Les moutons sont généralement plus doux dans leur impact, même s’ils peuvent aussi causer des dégâts notamment en mangeant les écorces de jeunes arbres.
Si vous avez un jardin paysager ou un potager, il est indispensable de bien délimiter les zones accessibles.
🐐 Le saviez-vous ?
Certaines plantes décoratives courantes peuvent être toxiques pour les chèvres et les moutons, même si elles sont parfois goûtées par curiosité. Contrairement à une idée reçue, ces animaux ne sont pas toujours capables d’éviter spontanément ce qui est dangereux, surtout lorsqu’ils évoluent dans un environnement restreint ou peu varié.
Parmi les plantes à risque, on retrouve par exemple le laurier-rose, le thuya, l’if ou encore certaines variétés de rhododendron, souvent présentes dans les jardins. Même en petite quantité, leur ingestion peut provoquer des troubles digestifs, voire des intoxications plus graves.
👉 C’est pourquoi il est essentiel de bien vérifier la végétation accessible sur votre terrain. Un espace qui semble sans danger au premier regard peut en réalité contenir des plantes problématiques pour vos animaux.
7. Prendre des chèvres et des moutons : bonne ou mauvaise idée ?
Associer chèvres et moutons peut être une solution intéressante pour entretenir un terrain de manière plus complète. Les chèvres s’occupent des zones envahies, tandis que les moutons entretiennent l’herbe.

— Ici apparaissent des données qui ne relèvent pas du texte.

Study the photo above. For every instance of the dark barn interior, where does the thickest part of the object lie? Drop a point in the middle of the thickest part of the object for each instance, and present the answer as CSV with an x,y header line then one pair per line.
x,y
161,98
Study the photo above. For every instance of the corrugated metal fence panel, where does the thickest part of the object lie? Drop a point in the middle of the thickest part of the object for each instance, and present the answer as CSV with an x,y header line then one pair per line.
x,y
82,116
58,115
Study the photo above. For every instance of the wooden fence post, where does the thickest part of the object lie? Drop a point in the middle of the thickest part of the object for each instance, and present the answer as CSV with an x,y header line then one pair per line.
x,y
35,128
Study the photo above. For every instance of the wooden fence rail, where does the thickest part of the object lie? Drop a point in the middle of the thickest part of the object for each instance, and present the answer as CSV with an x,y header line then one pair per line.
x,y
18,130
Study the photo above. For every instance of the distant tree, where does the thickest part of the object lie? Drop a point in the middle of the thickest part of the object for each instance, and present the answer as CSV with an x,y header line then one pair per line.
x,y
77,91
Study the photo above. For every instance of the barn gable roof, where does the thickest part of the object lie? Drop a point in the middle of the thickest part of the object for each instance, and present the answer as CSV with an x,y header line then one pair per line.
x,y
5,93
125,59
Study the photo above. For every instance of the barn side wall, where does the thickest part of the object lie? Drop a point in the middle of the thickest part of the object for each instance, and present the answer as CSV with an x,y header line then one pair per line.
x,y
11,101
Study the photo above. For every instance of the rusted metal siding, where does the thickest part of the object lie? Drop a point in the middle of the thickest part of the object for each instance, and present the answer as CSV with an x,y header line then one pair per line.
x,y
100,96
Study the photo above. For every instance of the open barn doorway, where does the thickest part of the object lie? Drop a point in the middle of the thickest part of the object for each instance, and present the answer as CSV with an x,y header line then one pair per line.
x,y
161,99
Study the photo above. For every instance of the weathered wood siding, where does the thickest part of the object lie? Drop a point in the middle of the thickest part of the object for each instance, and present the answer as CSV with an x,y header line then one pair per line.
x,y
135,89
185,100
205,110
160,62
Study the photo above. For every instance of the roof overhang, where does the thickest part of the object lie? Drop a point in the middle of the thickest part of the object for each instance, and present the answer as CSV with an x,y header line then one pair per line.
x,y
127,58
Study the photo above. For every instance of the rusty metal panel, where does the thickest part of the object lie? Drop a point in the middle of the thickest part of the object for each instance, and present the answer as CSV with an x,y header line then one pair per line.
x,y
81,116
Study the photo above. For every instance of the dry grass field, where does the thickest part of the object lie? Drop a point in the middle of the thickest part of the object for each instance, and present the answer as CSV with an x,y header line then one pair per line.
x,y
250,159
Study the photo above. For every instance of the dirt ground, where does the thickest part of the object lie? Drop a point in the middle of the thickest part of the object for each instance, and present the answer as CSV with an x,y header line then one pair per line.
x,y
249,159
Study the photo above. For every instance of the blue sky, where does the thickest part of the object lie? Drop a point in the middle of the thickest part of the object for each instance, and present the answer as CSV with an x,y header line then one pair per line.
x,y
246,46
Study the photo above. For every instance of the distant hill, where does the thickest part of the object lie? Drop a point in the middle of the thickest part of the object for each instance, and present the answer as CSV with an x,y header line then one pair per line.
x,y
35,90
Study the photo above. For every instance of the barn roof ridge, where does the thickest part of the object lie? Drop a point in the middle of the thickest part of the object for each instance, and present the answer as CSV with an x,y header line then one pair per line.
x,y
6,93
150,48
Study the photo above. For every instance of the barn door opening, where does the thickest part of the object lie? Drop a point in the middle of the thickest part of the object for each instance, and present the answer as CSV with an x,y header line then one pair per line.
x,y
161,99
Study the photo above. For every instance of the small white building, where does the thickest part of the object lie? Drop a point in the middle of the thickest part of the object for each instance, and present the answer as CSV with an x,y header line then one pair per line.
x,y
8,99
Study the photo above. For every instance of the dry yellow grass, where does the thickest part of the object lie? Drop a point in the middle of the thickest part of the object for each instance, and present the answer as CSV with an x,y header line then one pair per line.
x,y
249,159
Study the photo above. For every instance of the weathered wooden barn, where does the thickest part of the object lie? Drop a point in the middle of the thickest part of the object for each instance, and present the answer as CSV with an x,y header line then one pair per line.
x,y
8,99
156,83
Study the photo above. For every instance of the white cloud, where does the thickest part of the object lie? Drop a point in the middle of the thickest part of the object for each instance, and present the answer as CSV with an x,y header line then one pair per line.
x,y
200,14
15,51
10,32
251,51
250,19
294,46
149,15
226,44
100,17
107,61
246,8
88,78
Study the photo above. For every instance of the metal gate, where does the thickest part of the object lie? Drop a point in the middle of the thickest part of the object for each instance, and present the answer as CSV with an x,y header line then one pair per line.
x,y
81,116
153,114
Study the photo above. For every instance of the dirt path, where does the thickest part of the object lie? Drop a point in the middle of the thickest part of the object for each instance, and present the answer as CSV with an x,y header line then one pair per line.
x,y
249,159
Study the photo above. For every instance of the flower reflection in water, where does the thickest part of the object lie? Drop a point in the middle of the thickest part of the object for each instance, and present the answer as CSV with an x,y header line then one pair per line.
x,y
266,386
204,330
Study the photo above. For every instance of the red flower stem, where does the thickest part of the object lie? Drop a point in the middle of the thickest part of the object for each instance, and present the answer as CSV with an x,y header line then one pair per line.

Cependant, cette cohabitation demande une organisation plus rigoureuse. Les besoins, les comportements et la gestion ne sont pas identiques.
Un point essentiel doit aussi absolument être respecté : chaque espèce doit vivre avec au moins un congénère de sa propre espèce. Une chèvre ne se sentira pas bien uniquement avec des moutons, et inversement.
Il faudra donc prévoir au minimum deux chèvres et deux moutons. Cela implique plus d’espace, plus de surveillance et un engagement plus important au quotidien.
En résumé
Le mouton est particulièrement adapté pour entretenir une surface herbeuse de manière régulière et simple.
La chèvre, quant à elle, est idéale pour débroussailler et gérer les terrains envahis par la végétation.
Le bon choix dépend avant tout de votre terrain, mais aussi du temps et des moyens que vous pouvez consacrer à vos animaux.